Theodore Y. Ts'o (tytso@MIT.EDU)
Mon, 15 Feb 1999 20:08:41 -0500 (EST)


From: torvalds@transmeta.com (Linus Torvalds)
Date: 15 Feb 1999 18:52:59 GMT

I'd much prefer a much more aggressive patch, that just made the dirty
lists a per-inode thing. It shouldn't be too hard - just add the inode
as a parameter to "mark_block_dirty()".

So you mean moving the dirty list into the filesystme-generic portion of
the inode structure, instead of being an ext2-specific hack? That seems
quite reasonable.

I can also remove the N**2 aspect of inserting into the list by keeping
the list sorted, and then using a binary search to check for the
existence of the block on the list, and then do a sorted insert into the
list.

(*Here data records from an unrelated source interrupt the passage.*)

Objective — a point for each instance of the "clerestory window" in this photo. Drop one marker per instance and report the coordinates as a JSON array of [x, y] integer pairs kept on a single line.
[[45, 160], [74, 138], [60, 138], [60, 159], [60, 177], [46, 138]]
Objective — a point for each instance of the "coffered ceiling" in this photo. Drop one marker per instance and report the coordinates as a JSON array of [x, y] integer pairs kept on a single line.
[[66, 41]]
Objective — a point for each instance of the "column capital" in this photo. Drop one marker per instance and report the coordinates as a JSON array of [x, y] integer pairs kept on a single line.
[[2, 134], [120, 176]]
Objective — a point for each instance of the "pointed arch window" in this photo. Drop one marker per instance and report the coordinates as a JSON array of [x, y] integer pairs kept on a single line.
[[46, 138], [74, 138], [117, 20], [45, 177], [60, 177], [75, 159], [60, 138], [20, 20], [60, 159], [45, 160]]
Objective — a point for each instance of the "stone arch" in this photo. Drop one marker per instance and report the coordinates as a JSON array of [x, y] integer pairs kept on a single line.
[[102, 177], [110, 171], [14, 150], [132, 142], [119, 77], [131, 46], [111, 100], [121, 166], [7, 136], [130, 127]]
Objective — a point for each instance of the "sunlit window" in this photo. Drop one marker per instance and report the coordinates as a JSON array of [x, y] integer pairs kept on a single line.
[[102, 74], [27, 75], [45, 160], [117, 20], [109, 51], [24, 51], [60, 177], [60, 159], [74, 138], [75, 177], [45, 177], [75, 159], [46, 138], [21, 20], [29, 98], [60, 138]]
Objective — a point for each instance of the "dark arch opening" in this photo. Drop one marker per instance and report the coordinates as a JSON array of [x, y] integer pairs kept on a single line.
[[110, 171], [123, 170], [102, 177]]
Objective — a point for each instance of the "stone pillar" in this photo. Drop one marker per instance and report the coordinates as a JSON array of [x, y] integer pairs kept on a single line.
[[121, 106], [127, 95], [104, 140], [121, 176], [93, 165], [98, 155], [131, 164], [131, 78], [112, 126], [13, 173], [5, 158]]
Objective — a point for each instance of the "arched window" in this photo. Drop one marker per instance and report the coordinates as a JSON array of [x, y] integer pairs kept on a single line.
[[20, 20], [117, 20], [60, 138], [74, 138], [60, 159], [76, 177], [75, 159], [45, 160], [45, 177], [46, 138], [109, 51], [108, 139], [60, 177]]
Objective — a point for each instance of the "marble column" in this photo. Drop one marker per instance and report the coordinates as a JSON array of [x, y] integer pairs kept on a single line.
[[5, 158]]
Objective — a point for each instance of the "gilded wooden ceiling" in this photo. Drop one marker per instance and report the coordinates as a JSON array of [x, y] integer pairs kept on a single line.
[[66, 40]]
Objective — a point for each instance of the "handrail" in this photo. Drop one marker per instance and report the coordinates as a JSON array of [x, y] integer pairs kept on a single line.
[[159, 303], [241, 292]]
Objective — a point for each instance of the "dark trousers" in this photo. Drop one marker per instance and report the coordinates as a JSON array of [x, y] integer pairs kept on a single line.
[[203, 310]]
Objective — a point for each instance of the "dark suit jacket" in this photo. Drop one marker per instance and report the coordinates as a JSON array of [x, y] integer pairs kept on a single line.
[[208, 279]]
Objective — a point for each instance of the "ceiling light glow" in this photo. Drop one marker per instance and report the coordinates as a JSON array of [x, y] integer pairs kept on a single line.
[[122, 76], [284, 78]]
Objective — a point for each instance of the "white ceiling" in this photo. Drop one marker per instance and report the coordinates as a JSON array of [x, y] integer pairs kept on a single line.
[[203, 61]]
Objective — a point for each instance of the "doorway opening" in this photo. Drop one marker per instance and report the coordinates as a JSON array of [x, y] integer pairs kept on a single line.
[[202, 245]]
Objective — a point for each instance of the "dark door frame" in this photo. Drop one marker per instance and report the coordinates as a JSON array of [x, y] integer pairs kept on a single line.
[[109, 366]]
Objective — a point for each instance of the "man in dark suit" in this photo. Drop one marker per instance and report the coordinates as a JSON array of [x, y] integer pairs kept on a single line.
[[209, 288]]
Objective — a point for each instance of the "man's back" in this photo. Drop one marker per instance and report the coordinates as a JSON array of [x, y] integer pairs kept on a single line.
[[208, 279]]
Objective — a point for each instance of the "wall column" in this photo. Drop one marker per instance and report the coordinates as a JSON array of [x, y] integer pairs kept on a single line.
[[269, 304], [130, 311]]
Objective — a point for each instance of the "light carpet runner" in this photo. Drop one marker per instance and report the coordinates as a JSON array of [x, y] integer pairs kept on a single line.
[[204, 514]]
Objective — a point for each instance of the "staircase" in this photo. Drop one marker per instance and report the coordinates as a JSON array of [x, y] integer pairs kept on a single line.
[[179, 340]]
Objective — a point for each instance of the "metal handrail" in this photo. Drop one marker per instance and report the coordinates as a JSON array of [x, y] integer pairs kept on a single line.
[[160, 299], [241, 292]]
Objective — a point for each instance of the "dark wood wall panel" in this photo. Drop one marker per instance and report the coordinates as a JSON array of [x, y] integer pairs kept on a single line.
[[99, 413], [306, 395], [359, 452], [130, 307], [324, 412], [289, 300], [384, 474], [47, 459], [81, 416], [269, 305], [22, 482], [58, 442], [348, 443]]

What I'm currently thinking about is to make the filesystem
allocate memory for storing the dirty list, and allow the filesystem
decide what an appropriate number of blocks to allow to be stored in the
dirty list. Most files never have fsync() called upon them, so a way we
can make things efficient is to only create the dirty list after the
first call to fsync() on an inode. The first fsync() can then either go
through all of the indirect blocks, or cause a forced fsync_dev if that
would be more efficient. That way, for files which don't get
fsync()'ed, we don't have the overhead of keeping and maintaining the
dirty list.

Does this sound like a reasonable design?